Die Großeltern wollten ihre Enkel und ihre Tochter besuchen, buchten Flores zufolge mehrmals Flüge. Allerdings kehrten sie immer wieder zurück, ohne Tochter und Enkel gesehen zu haben. "Meine Eltern sind jedes Mal weinend zurückgekehrt", erinnert sich Flores.
"Ich bin so wütend, so verletzt"
"Ich fühle mich wie in einem bösen Traum", sagt Teresa Robinette, eine andere Schwester von Louise Turpin, und betont, ihr Herz sei wegen ihrer Nichten und Neffen gebrochen. Sie könne nicht verstehen, wie es so weit habe kommen können. Die Kinder hätten kein Fernsehen schauen dürfen. "Sie durften keine Freunde einladen oder andere normale Dinge tun", erklärte die Tante im TV-Sender NBC. Mehrmals habe sie ihre Schwester darauf angesprochen, dass die Kinder so mager seien. Doch sie lachte nur und erklärte, David sei ja auch schlaksig und die Kinder würden nach ihm kommen. "Unsere Kindheit war nicht perfekt, aber so hat sie nicht gelebt. Und David auch nicht, er wurde in einem sehr wohlhabenden Zuhause aufgezogen", berichtet Robinette unter Tränen im TV-Sender NBC. "Ich bin so wütend, so sauer, so verletzt."
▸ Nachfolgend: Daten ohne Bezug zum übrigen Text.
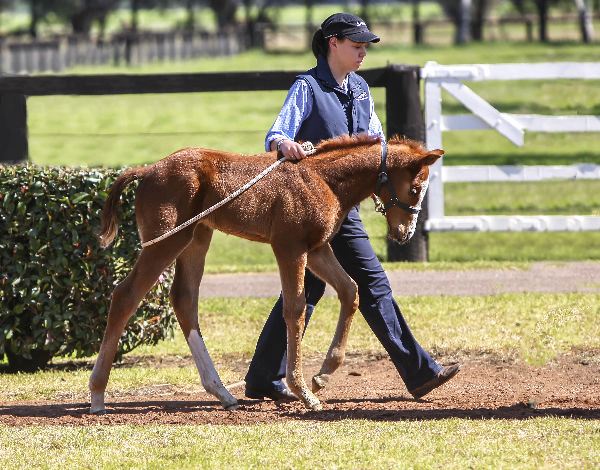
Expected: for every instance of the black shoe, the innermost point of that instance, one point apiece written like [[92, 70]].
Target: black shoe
[[277, 395], [443, 376]]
David Turpins Mutter Betty dagegen betonte gegenüber CNN, dass die Turpins eine "höchst respektable Familie" und "sehr fürsorgliche Eltern" seien. Ihre Enkel gingen nicht zur Schule, sondern würden zu Hause unterrichtet und sehr religiös erzogen, berichtet sie weiter. Wenn die Familie nach draußen ging, etwa auf einen der zahlreichen Ausflüge nach Disneyland, hätten die Eltern die Kinder stets gleich angezogen und nach Alter sortiert aufgereiht. Die Eltern hätten den Anfang und das Ende der Schlange gebildet. So sei es leichter gewesen, den Überblick zu behalten. Tatsächlich posieren die Kinder auf Facebook-Fotos oft in identischer Kleidung. Allerdings, so die Großmutter väterlicherseits, habe auch sie die Familie seit ungefähr fünf Jahren nicht gesehen.
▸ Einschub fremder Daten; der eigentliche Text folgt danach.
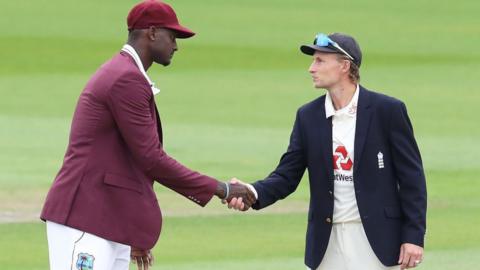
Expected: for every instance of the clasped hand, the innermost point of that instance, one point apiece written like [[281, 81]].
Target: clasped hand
[[241, 196]]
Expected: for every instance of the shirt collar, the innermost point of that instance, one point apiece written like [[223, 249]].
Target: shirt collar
[[349, 110], [131, 51]]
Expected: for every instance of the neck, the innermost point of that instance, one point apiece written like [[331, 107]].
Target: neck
[[342, 94], [143, 53]]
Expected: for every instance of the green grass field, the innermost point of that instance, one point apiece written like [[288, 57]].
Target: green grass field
[[227, 105]]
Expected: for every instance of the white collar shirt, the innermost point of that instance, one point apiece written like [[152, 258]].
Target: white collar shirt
[[343, 139], [131, 51]]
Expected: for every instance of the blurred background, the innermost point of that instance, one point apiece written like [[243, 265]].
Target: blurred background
[[227, 105]]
Einwohner der 70.000-Einwohner-Stadt zeigten sich entsetzt über die Tragödie, die sich in ihrer Nähe abspielte. "Ich habe sie nie spielen sehen. Wir dachten, es seien geistig behinderte Kinder", zitiert die "Daily Mail" Ex-Nachbar Mike Clifford. Die Eltern hätten sie immer im Haus behalten. Wenn er die Kinder angesprochen habe, hätten sie sich "wie Roboter" verhalten. Sie seien im Obergeschoss oft stundenlang im Kreis marschiert. Mindestens zweimal im Monat hätten die Eltern einen Teil der Kinder kurz nach Mitternacht in ihren Minivan gepackt. "Dann fuhren sie davon." Clifford: "Warum fährt man ein halbes Dutzend Kinder mitten in der Nacht aus?"
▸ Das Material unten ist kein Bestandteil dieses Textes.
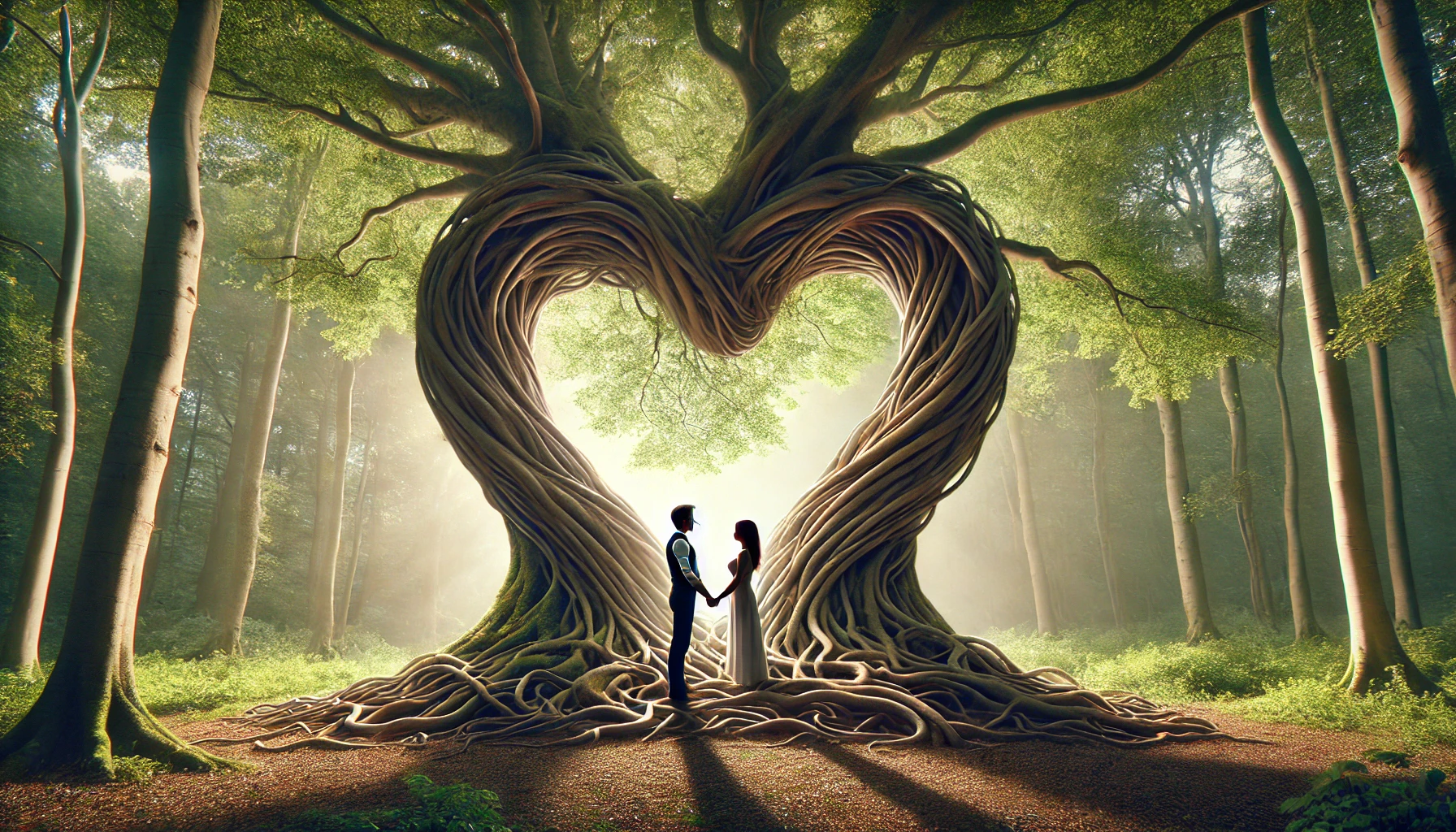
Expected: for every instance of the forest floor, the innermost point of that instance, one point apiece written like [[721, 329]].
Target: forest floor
[[715, 784]]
Eine andere Nachbarin erinnert sich, dass sie einmal einige der Geschwister ansprach, als sie Weihnachtsdekoration aufhängten. "Sie froren ein, wenn ich sie ansprach und machten sofort dicht", berichtet Kimberly Milligan gegenüber CNN. Sie hätten "zu Tode verängstigt" gewirkt und kein Wort gesagt, obwohl sie sie zu beruhigen versuchte.
Die Frage nach dem Motiv
Warum David und Louise Turpin ihre eigenen Kinder so behandelten, ist weiter unklar. "Die Mutter war völlig perplex, als wir an die Tür geklopft haben. Es sind noch viele Fragen offen, aber wir werden Antworten bekommen", sagt der Polizeichef von Perris, Greg Fellows. Die Kinder seien physisch und psychisch missbraucht worden. Es gebe bisher aber keine Hinweise auf sexuellen Missbrauch. Auch über eine eventuelle religiöse Motivation kann die Behörde noch nichts sagen.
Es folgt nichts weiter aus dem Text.